The Mind Foundry solutions span pricing, claims management, fraud detection, and governance. Can you give a small insight into what you can bring to each of those?
On an individual level, we do a lot of work for Insurers in those areas specifically. We can build those models where they don't have access to enough resources, expertise, or skills. We've built models in pricing around retention, working with actuarial experts to deploy new pricing models both in the distribution piece and the burning cost models.
Claims is also a really interesting area. We’ve built models in areas like large loss prediction, where if you can work out what's happening early, where maybe 30 - 40% of your claims sit, then that's a really powerful piece. We've built models that analyse driving behaviour and work out how people drive, why they drive that way, and then we deploy applications to help them improve their driving in the future and reduce the number of claims.
We also have really interesting examples around liability detection. One key consideration in claims is what resources you deploy and when and how you deploy them to address how that claim will change over time.
The important thing to remember is that when you bring these models together, and they start speaking to each other, sharing information and insight, they all become a lot more powerful. Our infrastructure and systems and the way we build AI at Mind Foundry allow all of that to happen.

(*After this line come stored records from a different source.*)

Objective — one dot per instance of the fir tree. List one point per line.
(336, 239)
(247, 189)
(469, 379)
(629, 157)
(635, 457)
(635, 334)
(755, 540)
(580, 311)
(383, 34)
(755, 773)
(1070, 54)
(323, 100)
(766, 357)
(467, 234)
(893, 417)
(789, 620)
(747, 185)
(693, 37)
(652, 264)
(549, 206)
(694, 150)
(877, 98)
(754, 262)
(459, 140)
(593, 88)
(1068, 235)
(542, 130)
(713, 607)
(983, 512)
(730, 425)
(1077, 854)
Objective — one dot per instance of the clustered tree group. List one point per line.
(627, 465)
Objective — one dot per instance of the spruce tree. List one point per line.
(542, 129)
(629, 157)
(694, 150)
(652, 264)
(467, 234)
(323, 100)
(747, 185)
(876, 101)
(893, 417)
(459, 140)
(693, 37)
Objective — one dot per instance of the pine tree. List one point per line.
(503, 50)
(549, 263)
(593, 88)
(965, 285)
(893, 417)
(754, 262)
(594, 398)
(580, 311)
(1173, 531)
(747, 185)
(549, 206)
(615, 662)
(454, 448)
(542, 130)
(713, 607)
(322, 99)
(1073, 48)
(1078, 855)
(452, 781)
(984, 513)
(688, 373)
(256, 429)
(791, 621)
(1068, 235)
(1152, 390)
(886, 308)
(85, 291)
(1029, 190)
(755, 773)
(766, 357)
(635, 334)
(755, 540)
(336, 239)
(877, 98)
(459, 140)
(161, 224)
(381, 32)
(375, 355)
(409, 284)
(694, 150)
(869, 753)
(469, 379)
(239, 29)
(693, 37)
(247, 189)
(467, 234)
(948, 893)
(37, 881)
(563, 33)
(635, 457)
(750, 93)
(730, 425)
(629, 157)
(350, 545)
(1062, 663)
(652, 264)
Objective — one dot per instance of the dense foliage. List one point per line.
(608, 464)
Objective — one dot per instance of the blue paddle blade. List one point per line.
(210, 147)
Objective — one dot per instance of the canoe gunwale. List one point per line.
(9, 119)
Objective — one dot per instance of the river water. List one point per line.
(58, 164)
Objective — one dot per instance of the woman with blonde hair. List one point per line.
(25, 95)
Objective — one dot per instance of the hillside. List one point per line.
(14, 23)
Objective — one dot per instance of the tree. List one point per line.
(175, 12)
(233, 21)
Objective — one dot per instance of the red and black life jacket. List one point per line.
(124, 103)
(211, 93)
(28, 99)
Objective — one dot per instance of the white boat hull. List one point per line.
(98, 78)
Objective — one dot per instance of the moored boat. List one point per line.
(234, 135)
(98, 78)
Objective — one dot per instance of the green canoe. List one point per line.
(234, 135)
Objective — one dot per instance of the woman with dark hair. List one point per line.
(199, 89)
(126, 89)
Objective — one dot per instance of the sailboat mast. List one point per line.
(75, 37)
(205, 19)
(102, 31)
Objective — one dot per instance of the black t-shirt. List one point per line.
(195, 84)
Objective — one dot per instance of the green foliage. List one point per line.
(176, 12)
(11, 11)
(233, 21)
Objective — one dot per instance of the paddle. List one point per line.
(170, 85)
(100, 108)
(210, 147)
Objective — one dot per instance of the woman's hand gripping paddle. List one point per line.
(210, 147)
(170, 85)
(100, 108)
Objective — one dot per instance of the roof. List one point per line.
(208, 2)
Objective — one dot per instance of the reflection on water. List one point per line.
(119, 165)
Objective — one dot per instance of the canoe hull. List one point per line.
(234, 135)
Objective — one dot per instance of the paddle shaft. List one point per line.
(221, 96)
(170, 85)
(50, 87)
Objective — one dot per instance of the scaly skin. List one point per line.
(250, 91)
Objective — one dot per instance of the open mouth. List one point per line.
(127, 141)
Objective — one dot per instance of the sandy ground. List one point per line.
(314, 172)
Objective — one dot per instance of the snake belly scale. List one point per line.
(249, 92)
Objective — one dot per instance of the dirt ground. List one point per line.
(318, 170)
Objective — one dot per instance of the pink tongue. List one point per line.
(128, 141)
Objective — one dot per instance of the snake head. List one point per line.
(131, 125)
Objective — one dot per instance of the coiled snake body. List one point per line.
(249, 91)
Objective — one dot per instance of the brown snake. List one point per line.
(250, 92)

What advice would you give to Insurance companies looking to build their own solutions themselves and first considering an off-the-shelf alternative?
We've seen a big shift in that over time. Insurers have lots of clever people, very analytical people, a lot of data, and many systems and processes that can analyse that data and turn it into insight. So where they start is, “Let's build this stuff ourselves. We want to understand it before we go to market and start to buy solutions and find things that may do this more efficiently, quicker and more safely.”
We’re seeing it emerge from the other side now. We've gone through this experimental period, and we're now thinking about how to scale this stuff. How do we make it really efficient, work everywhere in our business, and deploy it everywhere in a very safe manner?
The shift is beginning to happen towards outsourcing and focusing those people internally away from building these solutions and towards building new models, thinking of new use cases, and meeting the business's needs.
What can we expect from Mind Foundry over the next 12-24 months?
Over the next 12 to 24 months, you'll see us embedded in more places in the insurance market, essentially helping insurers scale up their existing model ecosystem to deliver more models in more places and more efficiently.
You'll see us in governance everywhere, helping insurers ensure transparency, trust, and ethics in their product delivery to market. Finally, you'll see some interesting things emerging in quantum, where we're seeing a rapid change in that technology's cost and value metrics and are actively helping insurers who want to be first in line for that technology understand which use cases for quantum will provide the most value when that technology is more readily available.